Non lo chiamava così da quell’unica notte dell’anno prima, quando gli aveva detto che non sarebbe mai stato un ricordo sgradevole. Tante cose, ma mai sgradevole.
E anche se era lui la vittima della sua cattiveria gratuita e della sua assurda vigliaccheria, Brian si sentì in colpa. Perché guardando Matt negli occhi capì che durante tutti quei mesi lui la sua promessa l’aveva mantenuta. Non aveva mai permesso che la paura, la distanza e le bugie facessero del suo ricordo qualcosa di sgradevole.
Mentre lui, lui aveva fatto di tutto perché il suo viso diventasse il più orribile fra i ricordi. Il più doloroso. Il più crudele.
Ma Matt era lì, e Matt non era orribile. E non faceva volontariamente del male, e non era crudele. Era spaventato, insicuro, pieno di voglie alle quali non sapeva neanche dare un nome o un perché, ma era anche tenero. Dolce. Infantile. E adorabile.
Accucciato sulle sue ginocchia, la fronte pressata contro la sua, gli occhi fissi nei suoi, quel celeste gelido e limpidissimo talmente profondo da dare i brividi.
Così vicino che avrebbe potuto sembrare un pezzo ribelle del suo stesso corpo.
Si lasciò andare a un minuscolo sorriso e a un profondissimo sospiro.
- Sei… sei irrecuperabile.
Anche Matthew sorrise, liberando il suo viso dalla stretta delle mani e tornando ad aggrapparsi al suo collo.
- Cosa dovrei risponderti io dopo una cosa del genere? – chiese in un soffio, sfiorandogli il lobo con la punta del naso, - Non posso mica dirti “Me ne frego, vai via”… hai appena detto che se lo faccio ti ammazzi…
- No, se lo fai mi ammazzi tu.
- Che vuol dire? Non puoi mica sentire le parole e morire così di botto…
- Che c’entra?
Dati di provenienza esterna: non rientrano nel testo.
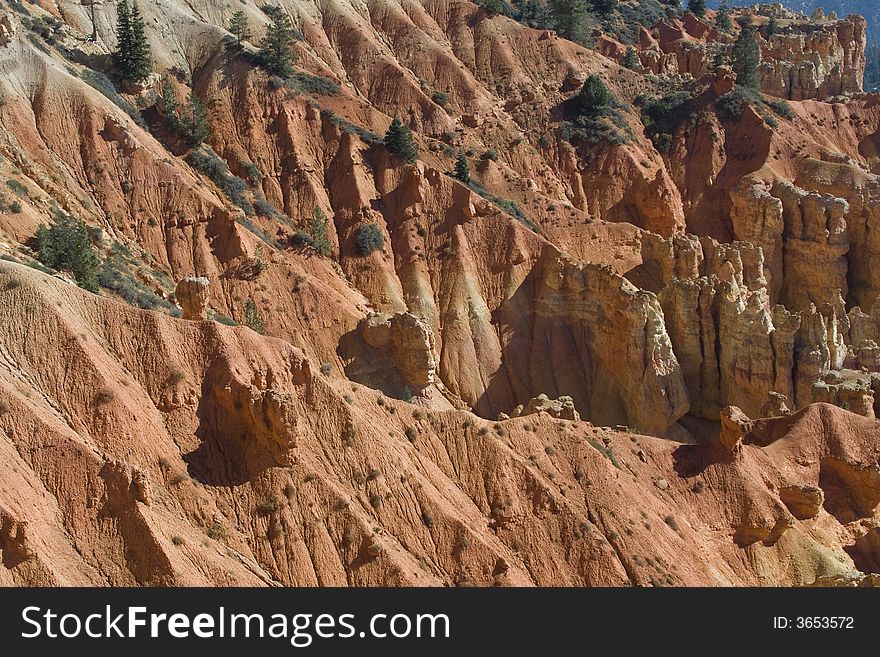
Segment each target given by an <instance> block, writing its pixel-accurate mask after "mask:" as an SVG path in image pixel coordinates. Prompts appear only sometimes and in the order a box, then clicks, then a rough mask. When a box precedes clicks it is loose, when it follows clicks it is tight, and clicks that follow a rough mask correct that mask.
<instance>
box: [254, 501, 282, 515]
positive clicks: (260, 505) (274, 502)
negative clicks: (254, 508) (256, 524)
mask: <svg viewBox="0 0 880 657" xmlns="http://www.w3.org/2000/svg"><path fill="white" fill-rule="evenodd" d="M280 508H281V504H280V503H279V502H278V500H276V499H275V498H274V497H271V498H269V499H267V500H263V501H262V502H260V503H259V504H258V505H257V506H256V508H255V509H254V510H255V511H256V512H257V515H260V516H268V515H271V514H273V513H275V512H276V511H278V509H280Z"/></svg>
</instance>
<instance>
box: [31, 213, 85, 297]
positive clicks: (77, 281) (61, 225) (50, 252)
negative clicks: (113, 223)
mask: <svg viewBox="0 0 880 657" xmlns="http://www.w3.org/2000/svg"><path fill="white" fill-rule="evenodd" d="M34 242H35V245H36V247H37V257H38V258H39V260H40V262H42V263H44V264H46V265H49V266H50V267H52V268H53V269H57V270H59V271H67V272H70V273H71V274H73V277H74V278H75V279H76V282H77V283H79V286H80V287H81V288H83V289H86V290H89V291H90V292H97V291H98V289H99V285H98V277H97V269H98V256H96V255H95V251H94V249H93V248H92V240H91V238H90V237H89V230H88V228H86V225H85V224H84V223H83V222H81V221H79V220H78V219H76V218H74V217H72V216H70V215H69V214H67V213H66V212H63V211H61V210H58V211H57V212H56V214H55V222H54V223H53V224H52V226H51V227H49V228H47V227H46V226H44V225H42V224H41V225H40V227H39V228H37V233H36V235H34Z"/></svg>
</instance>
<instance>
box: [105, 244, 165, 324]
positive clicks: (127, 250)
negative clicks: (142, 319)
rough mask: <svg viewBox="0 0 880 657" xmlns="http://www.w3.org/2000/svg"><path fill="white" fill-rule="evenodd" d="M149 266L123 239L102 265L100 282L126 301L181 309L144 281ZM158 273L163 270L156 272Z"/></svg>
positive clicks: (111, 249)
mask: <svg viewBox="0 0 880 657" xmlns="http://www.w3.org/2000/svg"><path fill="white" fill-rule="evenodd" d="M147 273H148V272H147V268H145V267H144V266H143V264H142V263H141V262H139V261H138V260H137V259H136V258H135V257H134V256H133V255H132V254H131V252H130V251H129V250H128V249H127V248H126V247H124V246H123V245H122V244H120V243H119V242H114V243H113V245H112V246H111V247H110V250H109V252H108V253H107V256H106V258H105V259H104V261H103V262H101V264H100V265H99V267H98V272H97V279H98V284H99V285H100V286H101V287H102V288H104V289H105V290H109V291H111V292H114V293H116V294H118V295H119V296H120V297H122V299H123V300H125V302H126V303H128V304H130V305H132V306H136V307H138V308H143V309H145V310H159V309H161V310H165V311H166V312H168V313H169V314H171V315H179V314H180V311H179V309H178V308H177V306H175V305H174V304H173V303H172V302H171V301H169V300H168V299H164V298H162V297H161V296H159V295H158V294H157V293H156V292H154V291H153V290H152V289H151V288H149V287H148V286H147V285H146V284H145V283H144V281H143V278H144V276H145V275H146V274H147ZM152 273H153V274H154V275H156V274H158V273H159V272H155V271H154V272H152Z"/></svg>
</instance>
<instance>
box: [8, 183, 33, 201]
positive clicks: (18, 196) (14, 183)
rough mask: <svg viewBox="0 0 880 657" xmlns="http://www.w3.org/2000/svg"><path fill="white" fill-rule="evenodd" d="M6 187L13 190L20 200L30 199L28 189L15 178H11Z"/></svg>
mask: <svg viewBox="0 0 880 657" xmlns="http://www.w3.org/2000/svg"><path fill="white" fill-rule="evenodd" d="M6 186H7V187H8V188H9V189H11V190H12V191H13V192H14V193H15V195H16V196H18V197H20V198H27V197H28V193H27V187H25V186H24V184H22V183H21V182H19V181H18V180H16V179H15V178H9V179H8V180H7V181H6Z"/></svg>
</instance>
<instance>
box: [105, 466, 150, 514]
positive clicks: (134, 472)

Se mi taglio le vene perché tu mi hai detto qualcosa di cattivo non è un suicidio, è sempre un omicidio.
- …tecnicamente no, Bellamy…
- Invece sì!
- Hai le idee un po’ confuse, quanto a giurisprudenza…
- Oh, chissenefrega.
Brian ridacchiò sommessamente, stringendogli le braccia attorno alla vita.
- Matt, senti, - cominciò, ma fu interrotto da un urlo isterico e da una furia in gonnella che spalancò la porta, irrompendo in camera come un uragano.
- Brian Molko! Se non alzi immediatamente il culo e non lo porti in riunione io- io… oh, cazzo.
Alex si pietrificò sulla soglia, la mano ancora stretta attorno alla maniglia della porta, gli occhi sbarrati e puntati come fari su di loro, ancora allacciati sul letto.
Matthew impallidì, guardandola di rimando e abbozzando un sorriso imbarazzato mentre, istintivamente, stringeva la presa sulla nuca di Brian.
- Matt. Che sorpresa trovarti qui. – disse lei, gelida, ancora visibilmente scossa, cercando di mostrarsi tranquilla.
- Sì, ecco… stavo andando via… - mormorò Matt scendendo dalle gambe di Brian e provando a reggersi saldamente sulle sue – cosa che si rivelò molto più difficile del previsto, al punto che dovette reggersi alla spalliera della poltrona per non cadere rovinosamente sulla moquette, - Brian… concluderemo il nostro discorso un’altra volta… ok…?
Brian si alzò in piedi.
Sembrava molto saldo, al contrario di lui.
- Non ce n’è bisogno. – disse, sporgendosi in avanti e baciandolo con forza sulle labbra per un solo, fantastico attimo, - Direi che quello che dovevamo dirci ce lo siamo detto. Ti chiamo io.
Ancora sconvolto, le labbra umide e il suo sapore in bocca, annuì, e si mosse lentamente verso l’uscita, richiudendosi la porta alle spalle dopo aver lanciato ad Alex un saluto sottovoce.
La donna si massaggiò gli occhi con le dita, sospirando pesantemente e sedendosi con un tonfo sulla poltrona accanto a Brian.
- Idiota… ma cosa stai combinando?
Brian si morsicò un labbro e deglutì a vuoto, cercando di mandare giù quella cosa senza nome e senza senso che gli bloccava la gola.
- Non ne ho la più pallida idea.
E per molti secondi non riuscì neanche a staccare lo sguardo dalla porta.